The assurance of the management of the Lagos State Waste Management Authority (LAWMA), that they would be equal to the task and so the youths should not bother, did not deter them.
Friday evening, the Lagos State Governor relaxed the curfew to 14 hours – 6pm to 8am.
And so, on Saturday, 24th October 2020, in Surulere, as soon as it was 8am, a few youths gathered at Kilo bus stop with brooms, bin bags, gloves and face masks.
And they swept. And they packed. And they cleaned up. Packing debris and dirt into bin bags, they set them up for LAWMA trucks to pick them.
Swiftly, they swept through Oduduwa Road, then Alhaji Masha Road, all down Adeniran Ogunsanya Street.
Banks and ATM machines at Adeniran Ogunsanya Street had been seriously vandalised. Bank windows were shattered while ATM machines at GTBank’s ATM centre, FCMB, Access Bank and Sterling Bank received the full brunt of the violence.
For security reasons, the youths were not allowed to clean those spots up. The management of the various banks affected needed to take an inventory of the carnage for documenting purposes.

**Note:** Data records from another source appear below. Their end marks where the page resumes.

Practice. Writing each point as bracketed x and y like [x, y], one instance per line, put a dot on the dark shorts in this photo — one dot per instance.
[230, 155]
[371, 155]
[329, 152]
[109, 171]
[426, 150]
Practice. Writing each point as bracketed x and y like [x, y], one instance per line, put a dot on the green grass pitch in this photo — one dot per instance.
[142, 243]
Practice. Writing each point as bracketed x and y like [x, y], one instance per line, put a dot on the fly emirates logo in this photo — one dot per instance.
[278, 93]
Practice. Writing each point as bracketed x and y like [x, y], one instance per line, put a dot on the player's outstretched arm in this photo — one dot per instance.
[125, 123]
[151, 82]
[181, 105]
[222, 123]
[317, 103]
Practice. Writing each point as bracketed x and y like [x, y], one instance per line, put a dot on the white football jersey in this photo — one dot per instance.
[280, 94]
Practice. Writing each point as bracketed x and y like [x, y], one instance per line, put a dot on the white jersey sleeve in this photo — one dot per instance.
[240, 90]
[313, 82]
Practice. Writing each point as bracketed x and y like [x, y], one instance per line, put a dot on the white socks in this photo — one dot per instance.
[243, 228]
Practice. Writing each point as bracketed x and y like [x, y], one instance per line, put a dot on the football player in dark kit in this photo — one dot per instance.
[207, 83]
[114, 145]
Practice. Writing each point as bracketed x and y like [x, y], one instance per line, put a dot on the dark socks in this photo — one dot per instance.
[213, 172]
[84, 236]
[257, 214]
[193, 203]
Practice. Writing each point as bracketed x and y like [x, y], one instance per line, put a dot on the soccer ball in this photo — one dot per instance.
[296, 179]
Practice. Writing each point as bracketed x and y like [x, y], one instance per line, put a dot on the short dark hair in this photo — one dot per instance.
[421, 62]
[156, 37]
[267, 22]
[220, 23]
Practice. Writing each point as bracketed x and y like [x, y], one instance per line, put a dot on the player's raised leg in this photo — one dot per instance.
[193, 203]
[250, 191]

On the street itself, burnt tyres used for bonfires were still smouldering and were too dangerous for the youths to handle. Even then, they swept the surrounding dirt and packed them up around the smoulders. When the LAWMA trucks came around 9am, they were able to remove the smouldering debris.
The SLOT and SAMSUNG shops had been ruthlessly smashed into. The youths swept around the shops.
Another spot the youths could not go in to clean was the Adeniran Ogunsanya Shopping Mall which was under lock and key, even as broken shards of glass and other garbage littered the premises.
Down Bode Thomas Street, they went and swept and packed before they came back to their muster point at the Adeniran Ogunsanya Street/Bode Thomas Street junction.
They would not identify themselves individually but simply echoed, “We are the youth of Nigeria.”
The leader of the group not really impressed by the turnout appealed to other youths still at home. “We are here to do our own job. We the Youth of Nigeria have come here to help clean our environment. We are all working, making sure that we clean the environment. The looters did theirs, but we are here to show that we are against them. We are not with them or for them and we are not encouraging such violence.”
Kunle Afolayan, filmmaker had said in a social media broadcast on the same day: “I just would advise that let’s not destroy what we have built. Because we built an amazing country. Some of us would rather live and die in this country. Some of us haven’t stepped out of this country since COVID-19, which is a long time and we are surviving, we are working. But in all these things, let’s get involved in politics, in getting into the legislature, judiciary, and executive. Let’s find a way to occupy some of these seats.”
At this time, these youths may not have heard Kunle’s call. But we asked anyway, “Would you youths consider politics?”
One of the female youths smiled and said, “Time. Time. Time.” Then she continued with her work.